PLANETARIUM: Storie Di Fantasmi Francesi

Recensione di Planetarium, il film con Natalie Portman e Lily-Rose Depp al cinema dal 13 aprile 2017.

il poster italiano del film PLANETARIUM

Dopo i tortuosi 110 minuti di Planetarium, co-produzione Francia-USA e terza regia della parigina Rebecca Zlotowski (Grand Central), ho la stessa sensazione di quando mangio a pranzo un’insalatona extra large, fatta di troppi ingredienti e condita male.
In primis, la sensazione di non aver ben capito cos’abbia appena assimilato. Poi, il presagio che tutto quanto si rinfaccerà puntualmente e tragicamente a metà pomeriggio. Infine, sonnolenza.

Il soggetto di partenza, in realtà, intriga: Francia anni 30, le sorelle Laura (Natalie Portman) e Kate (Lily-Rose Depp, figlia di) sono due pseudo sensitive che si guadagnano da vivere con sedute spiritiche scenografiche e teatrali effettuate in pubblico.
Tutto cambia, per loro, quando il facoltoso produttore cinematografico Korben (Emmanuel Salinger) rimane affascinato dalle loro attività paranormali e le ingaggia, ospitandole nella sua enorme villa, per trasformarle nelle protagoniste quanto mai realistiche di un film di fantasmi.

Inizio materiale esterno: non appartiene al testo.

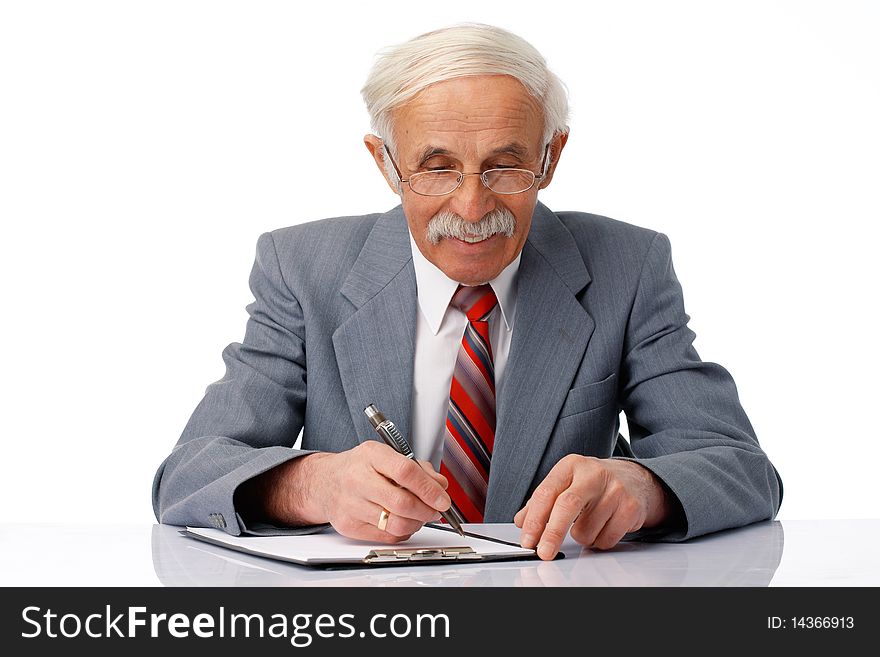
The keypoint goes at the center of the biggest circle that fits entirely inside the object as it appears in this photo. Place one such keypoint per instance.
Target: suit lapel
(376, 344)
(550, 336)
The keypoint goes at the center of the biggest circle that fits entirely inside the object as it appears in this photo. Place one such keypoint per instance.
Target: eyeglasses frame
(461, 174)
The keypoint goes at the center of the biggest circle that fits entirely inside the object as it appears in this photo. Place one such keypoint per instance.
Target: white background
(145, 146)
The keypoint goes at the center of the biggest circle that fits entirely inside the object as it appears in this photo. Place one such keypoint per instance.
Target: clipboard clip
(392, 555)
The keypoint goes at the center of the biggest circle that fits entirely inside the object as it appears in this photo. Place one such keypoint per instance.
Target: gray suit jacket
(600, 327)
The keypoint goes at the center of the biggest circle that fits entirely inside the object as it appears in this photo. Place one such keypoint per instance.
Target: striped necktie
(470, 419)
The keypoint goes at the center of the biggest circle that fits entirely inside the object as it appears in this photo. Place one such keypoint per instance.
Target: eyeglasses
(446, 181)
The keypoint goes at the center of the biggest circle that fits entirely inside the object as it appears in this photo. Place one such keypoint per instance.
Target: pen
(393, 438)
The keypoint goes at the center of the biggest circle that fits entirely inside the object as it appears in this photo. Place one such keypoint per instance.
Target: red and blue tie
(470, 419)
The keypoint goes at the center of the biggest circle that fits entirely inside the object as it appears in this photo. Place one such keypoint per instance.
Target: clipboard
(432, 544)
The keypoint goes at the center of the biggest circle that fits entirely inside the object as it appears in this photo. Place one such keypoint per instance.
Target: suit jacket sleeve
(249, 420)
(685, 420)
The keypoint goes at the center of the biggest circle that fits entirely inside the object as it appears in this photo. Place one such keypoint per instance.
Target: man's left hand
(599, 499)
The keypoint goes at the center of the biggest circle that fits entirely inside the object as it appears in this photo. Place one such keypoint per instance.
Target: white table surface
(786, 553)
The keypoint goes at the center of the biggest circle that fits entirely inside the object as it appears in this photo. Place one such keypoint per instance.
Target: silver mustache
(446, 224)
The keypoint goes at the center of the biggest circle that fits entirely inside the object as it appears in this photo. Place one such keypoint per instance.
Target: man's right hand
(349, 490)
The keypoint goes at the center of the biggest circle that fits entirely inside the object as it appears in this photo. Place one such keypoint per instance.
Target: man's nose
(472, 200)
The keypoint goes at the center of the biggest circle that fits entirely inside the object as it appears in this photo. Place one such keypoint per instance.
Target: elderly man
(502, 338)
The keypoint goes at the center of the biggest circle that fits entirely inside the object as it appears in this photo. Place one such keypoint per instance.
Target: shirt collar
(435, 289)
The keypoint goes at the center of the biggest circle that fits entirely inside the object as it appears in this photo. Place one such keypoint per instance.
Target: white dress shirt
(439, 329)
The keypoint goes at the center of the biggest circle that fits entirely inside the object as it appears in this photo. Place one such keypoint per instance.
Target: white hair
(404, 70)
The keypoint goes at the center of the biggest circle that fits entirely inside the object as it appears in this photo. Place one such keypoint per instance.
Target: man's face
(469, 124)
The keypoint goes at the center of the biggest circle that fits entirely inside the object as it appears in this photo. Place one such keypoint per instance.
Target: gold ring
(383, 520)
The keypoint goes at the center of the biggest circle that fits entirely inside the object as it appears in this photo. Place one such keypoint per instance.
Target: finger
(365, 531)
(520, 516)
(537, 510)
(568, 506)
(370, 514)
(592, 521)
(401, 502)
(439, 478)
(625, 519)
(410, 475)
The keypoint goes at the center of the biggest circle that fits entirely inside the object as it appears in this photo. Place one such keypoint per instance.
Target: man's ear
(556, 145)
(376, 147)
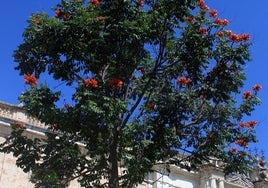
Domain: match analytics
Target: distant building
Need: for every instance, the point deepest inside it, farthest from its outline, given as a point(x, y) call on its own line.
point(208, 176)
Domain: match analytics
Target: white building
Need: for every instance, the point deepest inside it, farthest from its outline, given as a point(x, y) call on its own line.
point(209, 176)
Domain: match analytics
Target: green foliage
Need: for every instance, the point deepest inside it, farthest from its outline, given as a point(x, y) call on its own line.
point(151, 83)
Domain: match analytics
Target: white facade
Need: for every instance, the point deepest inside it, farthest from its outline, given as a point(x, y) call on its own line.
point(207, 177)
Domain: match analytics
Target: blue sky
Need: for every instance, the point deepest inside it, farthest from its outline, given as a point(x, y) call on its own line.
point(244, 16)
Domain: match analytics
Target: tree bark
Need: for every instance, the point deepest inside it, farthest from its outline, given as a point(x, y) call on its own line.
point(113, 160)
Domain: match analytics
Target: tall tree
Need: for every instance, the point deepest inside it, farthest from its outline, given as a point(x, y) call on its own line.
point(150, 79)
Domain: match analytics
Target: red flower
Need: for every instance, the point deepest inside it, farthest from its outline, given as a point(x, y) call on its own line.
point(142, 70)
point(233, 150)
point(17, 124)
point(37, 20)
point(221, 22)
point(257, 87)
point(91, 83)
point(213, 13)
point(241, 142)
point(60, 14)
point(151, 105)
point(202, 30)
point(246, 95)
point(115, 83)
point(101, 19)
point(30, 79)
point(238, 38)
point(189, 19)
point(141, 3)
point(249, 124)
point(94, 2)
point(183, 81)
point(220, 34)
point(202, 5)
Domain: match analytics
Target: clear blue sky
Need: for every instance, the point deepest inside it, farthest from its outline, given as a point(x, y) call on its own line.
point(244, 16)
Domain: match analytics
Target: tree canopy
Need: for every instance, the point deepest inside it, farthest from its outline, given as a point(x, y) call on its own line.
point(150, 80)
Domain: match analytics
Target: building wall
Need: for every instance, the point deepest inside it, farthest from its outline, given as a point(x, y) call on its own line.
point(207, 177)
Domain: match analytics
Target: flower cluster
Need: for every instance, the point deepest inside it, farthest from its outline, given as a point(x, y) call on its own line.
point(30, 79)
point(202, 5)
point(183, 81)
point(246, 95)
point(101, 19)
point(151, 105)
point(115, 83)
point(257, 87)
point(249, 124)
point(241, 142)
point(141, 3)
point(238, 38)
point(37, 20)
point(17, 124)
point(233, 150)
point(91, 83)
point(60, 14)
point(222, 22)
point(202, 31)
point(94, 2)
point(190, 19)
point(213, 13)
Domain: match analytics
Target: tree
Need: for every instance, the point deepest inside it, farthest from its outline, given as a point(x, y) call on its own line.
point(149, 79)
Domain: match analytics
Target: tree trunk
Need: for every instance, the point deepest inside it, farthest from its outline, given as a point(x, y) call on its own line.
point(113, 160)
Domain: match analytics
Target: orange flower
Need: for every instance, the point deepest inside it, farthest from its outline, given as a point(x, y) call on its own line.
point(17, 124)
point(60, 14)
point(241, 142)
point(37, 20)
point(213, 13)
point(94, 2)
point(30, 79)
point(189, 19)
point(202, 30)
point(101, 19)
point(246, 95)
point(183, 81)
point(115, 83)
point(151, 105)
point(220, 34)
point(91, 83)
point(233, 150)
point(221, 22)
point(141, 3)
point(249, 124)
point(257, 87)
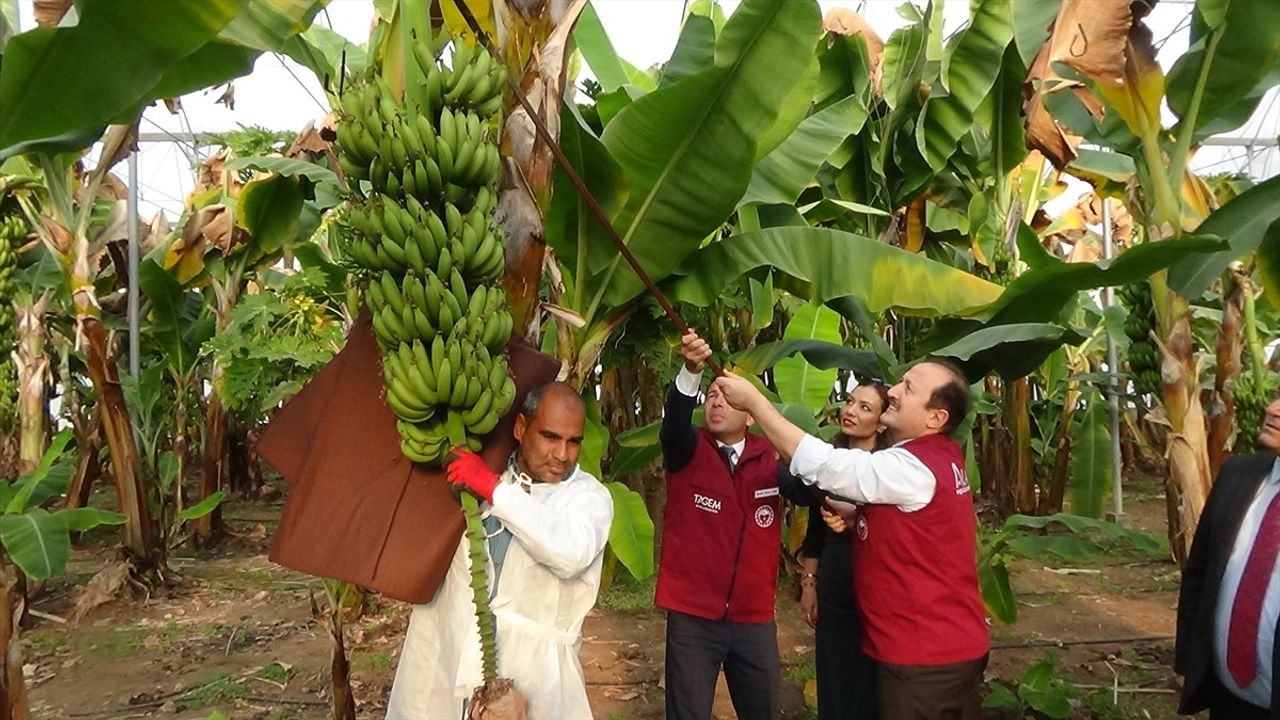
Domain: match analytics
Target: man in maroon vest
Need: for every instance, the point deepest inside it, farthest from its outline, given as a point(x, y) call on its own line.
point(915, 550)
point(720, 552)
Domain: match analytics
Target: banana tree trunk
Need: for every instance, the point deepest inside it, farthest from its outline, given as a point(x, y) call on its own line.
point(214, 460)
point(140, 532)
point(13, 687)
point(1187, 445)
point(534, 42)
point(32, 372)
point(88, 468)
point(179, 449)
point(1019, 422)
point(1229, 345)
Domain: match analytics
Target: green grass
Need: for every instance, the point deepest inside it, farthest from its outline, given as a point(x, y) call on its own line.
point(627, 595)
point(222, 688)
point(371, 661)
point(275, 673)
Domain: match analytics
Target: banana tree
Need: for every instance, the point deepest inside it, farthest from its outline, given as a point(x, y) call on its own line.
point(35, 543)
point(1112, 98)
point(188, 48)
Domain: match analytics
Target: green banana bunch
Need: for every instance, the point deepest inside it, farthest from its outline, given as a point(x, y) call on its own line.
point(13, 233)
point(420, 228)
point(1253, 391)
point(1144, 358)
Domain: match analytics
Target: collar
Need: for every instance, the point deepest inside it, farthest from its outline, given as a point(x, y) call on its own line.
point(525, 481)
point(737, 447)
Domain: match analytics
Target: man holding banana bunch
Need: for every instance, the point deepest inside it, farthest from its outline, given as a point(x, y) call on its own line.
point(547, 524)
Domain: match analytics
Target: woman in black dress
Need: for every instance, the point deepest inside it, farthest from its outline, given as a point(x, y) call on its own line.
point(846, 678)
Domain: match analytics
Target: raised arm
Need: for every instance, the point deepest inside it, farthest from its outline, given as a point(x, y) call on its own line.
point(677, 434)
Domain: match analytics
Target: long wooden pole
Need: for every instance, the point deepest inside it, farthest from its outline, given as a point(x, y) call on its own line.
point(592, 204)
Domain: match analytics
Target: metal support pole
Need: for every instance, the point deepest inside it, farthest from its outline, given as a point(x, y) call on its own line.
point(1116, 514)
point(133, 264)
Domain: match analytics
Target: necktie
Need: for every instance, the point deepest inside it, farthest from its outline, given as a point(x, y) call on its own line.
point(728, 454)
point(1242, 636)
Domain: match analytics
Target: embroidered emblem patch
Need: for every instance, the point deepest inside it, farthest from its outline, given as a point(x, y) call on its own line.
point(708, 504)
point(764, 515)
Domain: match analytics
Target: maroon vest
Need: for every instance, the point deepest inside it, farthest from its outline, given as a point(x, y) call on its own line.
point(722, 534)
point(917, 573)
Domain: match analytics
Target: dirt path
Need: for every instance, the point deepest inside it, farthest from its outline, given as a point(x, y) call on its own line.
point(237, 637)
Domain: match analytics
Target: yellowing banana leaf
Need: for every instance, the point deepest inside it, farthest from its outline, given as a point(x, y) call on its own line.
point(1244, 63)
point(270, 212)
point(836, 264)
point(1242, 222)
point(688, 149)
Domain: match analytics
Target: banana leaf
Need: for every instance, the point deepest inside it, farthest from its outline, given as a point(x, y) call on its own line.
point(799, 382)
point(1269, 261)
point(1040, 295)
point(1091, 466)
point(688, 149)
point(835, 264)
point(72, 81)
point(1011, 351)
point(631, 532)
point(37, 541)
point(59, 87)
point(785, 172)
point(817, 352)
point(969, 72)
point(1243, 65)
point(695, 50)
point(1242, 222)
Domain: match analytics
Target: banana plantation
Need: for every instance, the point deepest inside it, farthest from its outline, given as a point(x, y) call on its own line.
point(222, 428)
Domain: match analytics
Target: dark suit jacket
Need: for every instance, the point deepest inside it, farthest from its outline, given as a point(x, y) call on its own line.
point(1197, 605)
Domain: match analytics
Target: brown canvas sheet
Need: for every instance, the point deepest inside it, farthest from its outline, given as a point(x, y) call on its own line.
point(357, 509)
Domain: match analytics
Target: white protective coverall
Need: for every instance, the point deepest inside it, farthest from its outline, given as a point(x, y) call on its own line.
point(548, 583)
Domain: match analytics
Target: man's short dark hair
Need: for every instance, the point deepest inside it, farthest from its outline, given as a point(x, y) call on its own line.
point(535, 397)
point(951, 396)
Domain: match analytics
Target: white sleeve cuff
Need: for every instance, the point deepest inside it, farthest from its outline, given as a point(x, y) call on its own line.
point(688, 383)
point(809, 458)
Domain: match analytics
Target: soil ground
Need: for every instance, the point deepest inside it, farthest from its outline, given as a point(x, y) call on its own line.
point(236, 637)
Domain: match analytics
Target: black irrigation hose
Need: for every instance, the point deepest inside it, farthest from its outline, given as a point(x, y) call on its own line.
point(1069, 643)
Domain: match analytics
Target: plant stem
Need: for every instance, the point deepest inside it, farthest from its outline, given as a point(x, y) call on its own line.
point(1251, 328)
point(480, 586)
point(1178, 163)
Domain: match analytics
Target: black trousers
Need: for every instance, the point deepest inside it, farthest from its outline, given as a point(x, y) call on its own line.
point(846, 678)
point(931, 692)
point(698, 648)
point(1226, 706)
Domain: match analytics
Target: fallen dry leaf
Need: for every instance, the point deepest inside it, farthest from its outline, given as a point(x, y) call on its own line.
point(101, 589)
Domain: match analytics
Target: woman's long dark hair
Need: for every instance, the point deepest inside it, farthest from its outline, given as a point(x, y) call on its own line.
point(841, 440)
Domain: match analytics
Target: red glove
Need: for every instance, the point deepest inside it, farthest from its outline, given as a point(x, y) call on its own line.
point(471, 472)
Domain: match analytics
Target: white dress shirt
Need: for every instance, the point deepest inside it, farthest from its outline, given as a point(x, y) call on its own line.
point(1258, 692)
point(887, 477)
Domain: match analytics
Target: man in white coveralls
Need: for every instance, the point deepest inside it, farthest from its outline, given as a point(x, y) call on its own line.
point(547, 523)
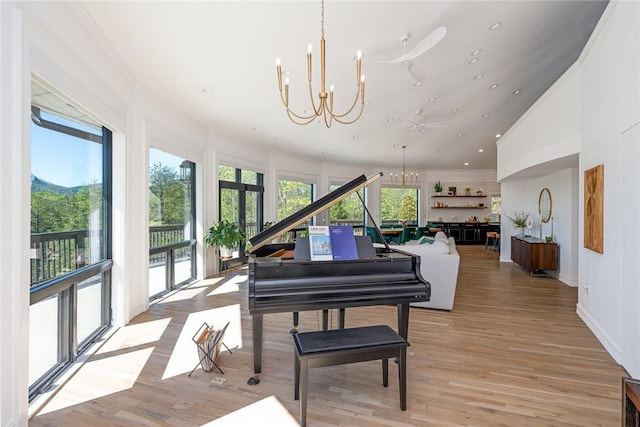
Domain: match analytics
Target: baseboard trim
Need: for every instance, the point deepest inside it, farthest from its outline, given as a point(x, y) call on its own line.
point(607, 342)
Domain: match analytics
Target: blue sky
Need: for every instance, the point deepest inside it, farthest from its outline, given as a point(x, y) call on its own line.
point(69, 162)
point(64, 160)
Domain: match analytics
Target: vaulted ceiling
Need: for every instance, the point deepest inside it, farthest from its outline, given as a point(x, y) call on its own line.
point(216, 61)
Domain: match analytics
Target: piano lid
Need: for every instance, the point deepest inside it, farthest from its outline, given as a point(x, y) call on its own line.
point(307, 212)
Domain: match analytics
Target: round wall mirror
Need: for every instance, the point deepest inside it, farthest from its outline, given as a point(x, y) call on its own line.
point(544, 205)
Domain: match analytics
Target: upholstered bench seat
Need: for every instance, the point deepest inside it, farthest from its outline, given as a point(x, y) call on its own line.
point(340, 346)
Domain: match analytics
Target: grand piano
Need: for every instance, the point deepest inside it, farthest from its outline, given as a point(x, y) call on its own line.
point(282, 278)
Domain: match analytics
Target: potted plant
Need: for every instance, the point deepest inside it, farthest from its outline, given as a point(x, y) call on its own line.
point(519, 220)
point(224, 235)
point(437, 187)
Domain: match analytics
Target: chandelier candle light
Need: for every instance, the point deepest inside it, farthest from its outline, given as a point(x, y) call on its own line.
point(406, 179)
point(324, 107)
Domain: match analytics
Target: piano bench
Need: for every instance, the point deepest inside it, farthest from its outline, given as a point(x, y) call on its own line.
point(340, 346)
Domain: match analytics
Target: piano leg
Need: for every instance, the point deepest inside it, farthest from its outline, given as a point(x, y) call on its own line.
point(403, 320)
point(257, 349)
point(296, 318)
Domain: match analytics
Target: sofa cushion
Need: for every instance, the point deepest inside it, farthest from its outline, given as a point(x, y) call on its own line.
point(440, 246)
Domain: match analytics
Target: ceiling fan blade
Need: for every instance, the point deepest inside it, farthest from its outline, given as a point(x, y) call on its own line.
point(427, 43)
point(433, 125)
point(417, 74)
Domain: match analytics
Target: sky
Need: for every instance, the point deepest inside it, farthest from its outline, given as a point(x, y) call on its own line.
point(64, 160)
point(69, 162)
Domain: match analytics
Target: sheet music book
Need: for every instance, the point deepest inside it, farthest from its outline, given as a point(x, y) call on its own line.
point(332, 242)
point(343, 243)
point(320, 243)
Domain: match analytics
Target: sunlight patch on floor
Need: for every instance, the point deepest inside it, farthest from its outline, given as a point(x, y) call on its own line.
point(268, 411)
point(91, 383)
point(134, 335)
point(184, 356)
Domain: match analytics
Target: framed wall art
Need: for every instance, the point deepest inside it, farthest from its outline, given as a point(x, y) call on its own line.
point(594, 208)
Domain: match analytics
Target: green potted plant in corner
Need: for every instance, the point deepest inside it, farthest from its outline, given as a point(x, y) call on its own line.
point(519, 220)
point(437, 187)
point(224, 235)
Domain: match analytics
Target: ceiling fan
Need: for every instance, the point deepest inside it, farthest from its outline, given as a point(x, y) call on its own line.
point(422, 126)
point(406, 59)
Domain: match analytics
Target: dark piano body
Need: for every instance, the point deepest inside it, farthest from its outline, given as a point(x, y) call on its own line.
point(381, 276)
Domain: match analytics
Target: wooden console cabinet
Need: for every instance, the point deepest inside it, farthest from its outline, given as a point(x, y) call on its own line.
point(534, 254)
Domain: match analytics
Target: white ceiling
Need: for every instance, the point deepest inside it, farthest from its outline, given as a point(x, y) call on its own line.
point(180, 48)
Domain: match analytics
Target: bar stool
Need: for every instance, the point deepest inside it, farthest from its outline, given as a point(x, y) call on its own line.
point(491, 237)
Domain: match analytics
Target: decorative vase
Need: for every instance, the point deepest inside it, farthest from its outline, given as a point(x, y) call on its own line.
point(225, 252)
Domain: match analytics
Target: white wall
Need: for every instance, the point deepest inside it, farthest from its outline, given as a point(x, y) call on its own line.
point(593, 110)
point(14, 226)
point(610, 282)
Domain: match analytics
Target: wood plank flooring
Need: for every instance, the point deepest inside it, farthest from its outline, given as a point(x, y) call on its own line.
point(512, 352)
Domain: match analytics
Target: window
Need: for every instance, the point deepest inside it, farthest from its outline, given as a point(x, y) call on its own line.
point(241, 201)
point(70, 257)
point(349, 211)
point(171, 222)
point(293, 196)
point(399, 205)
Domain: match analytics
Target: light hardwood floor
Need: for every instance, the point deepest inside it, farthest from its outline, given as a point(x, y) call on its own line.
point(512, 352)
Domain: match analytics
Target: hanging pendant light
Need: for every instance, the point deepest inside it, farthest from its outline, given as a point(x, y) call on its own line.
point(323, 105)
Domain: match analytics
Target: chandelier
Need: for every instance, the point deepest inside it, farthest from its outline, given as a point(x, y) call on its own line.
point(323, 106)
point(405, 178)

Il cinema francese è in crisi, alle prese con l’ascesa di Hollywood, occorre qualche colpo a sorpresa.
Nella Parigi di novant’anni fa va in scena Planetarium, un impiastro di generi che prova a intersecare dramma, romanticismo e morbosità nella vaga parentesi metacinematografica.

Una scena di Planetarium – Ph: courtesy of Officine UBU

I problemi della pellicola della Zlotowski sono numerosi, il primo è senza dubbio la velleità di giocare coi generi, manipolandoli senza guanti: il risultato è un trattamento approssimativo e fuori fuoco di tutto, dove l’apice è un’infarinatura clamorosamente superficiale della materia soprannaturale.
Difficile arrivare in fondo, nel deserto emozionale del film, complicato capire i motivi dell’endorsement del progetto da parte della Portman: brava a vuoto, ma passare dalla sua Jackie Onassis all’imbambolata Laura in una settimana è un trauma vero.
Peggio di lei fanno la Depp Jr (che a curriculum ha un paio di comparsate nei film di Kevin Smith e la sponsorizzazione paterna) e l’insopportabile, sopra le righe, drama king Salinger.
La sensazione che aleggia, comunque, è che una struttura narrativa sbilenca come quella di Planetarium non l’avrebbe potuta salvare nessuno, che anche i presupposti vagamente interessanti (qualche spunto torbido, nella prima mezzora) non avrebbero mai trovato un buon punto di arrivo.
Parente lontano e scialbo delle atmosfere Cronenberghiane di A Dangerous Method (2011), Planetarium consegna un prodotto finale che è una fatica per occhi e orecchie, senza messaggio, brivido o anima.